Thoughts from B.J. Winfrey – shared by Bill Rawlings

George Washington’s dentures were NOT made from wood rather than the teeth of his slaves.

We know about slavery emancipation, but not 1860’s vagrancy laws targeting former slaves and perpetuating free labor via the prison system, in all but one former Confederate state and lasting 60 years with often harsher conditions than plantation life.

We know about Rosa Parks and the bus boycott, but not the practice of sharecropping in the Deep South where many black people didn’t realize they were free from slavery until the 1960’s.

We know about black ghettos, but not about Black Wall Street and the massacre in Tulsa which was buried for decades.

We may remember about the Watts and L.A. Riots, but not Tulsa or Wilmington.

We remember the New Deal, but not red lining.

We know about the G.I. Bill after WWII, but not that black people were excluded from the wealth building benefits impacting multiple generations.

After Nazi Germany was defeated, memorials of Hitler and the Third Reich were taken down, but Confederate memorials were erected well after the Civil War had ended.

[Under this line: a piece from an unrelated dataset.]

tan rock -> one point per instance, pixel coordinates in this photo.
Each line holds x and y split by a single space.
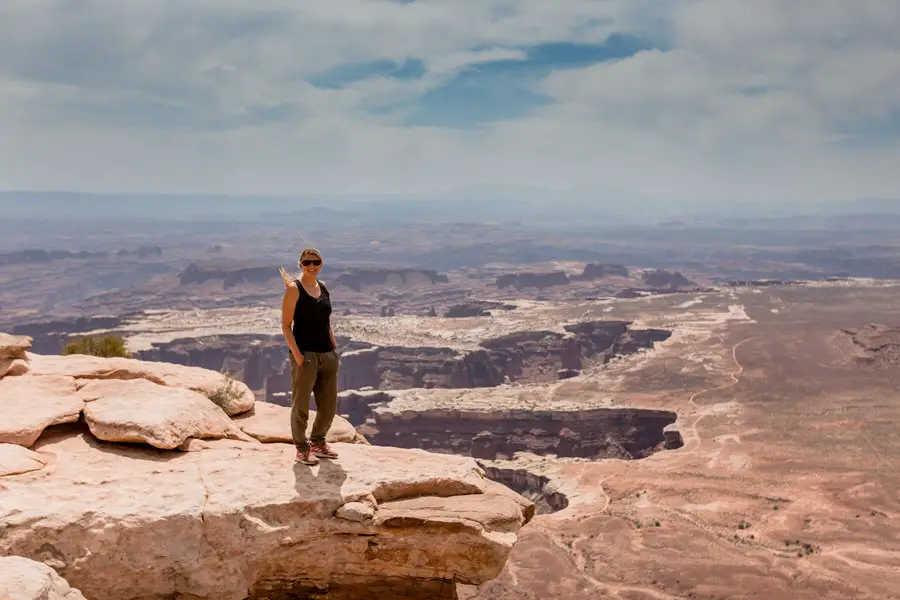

We heard about the war on drugs, but not that federal grants were given to police departments based off of arrests and that profit incentives in the prison system fueled dramatic increases in prison populations.

We learned that crack was used mainly by lower income black people and carried stiff judicial penalties, but not that cocaine primarily used by wealthier white people carried a far lesser penalty…a 100-1 ratio meaning 5 grams of crack cocaine mandated the same minimum sentence as 500 grams of powder cocaine.

We heard about apartheid, but not that the U.S. has more black people incarcerated than South Africa ever did at the height of their struggle.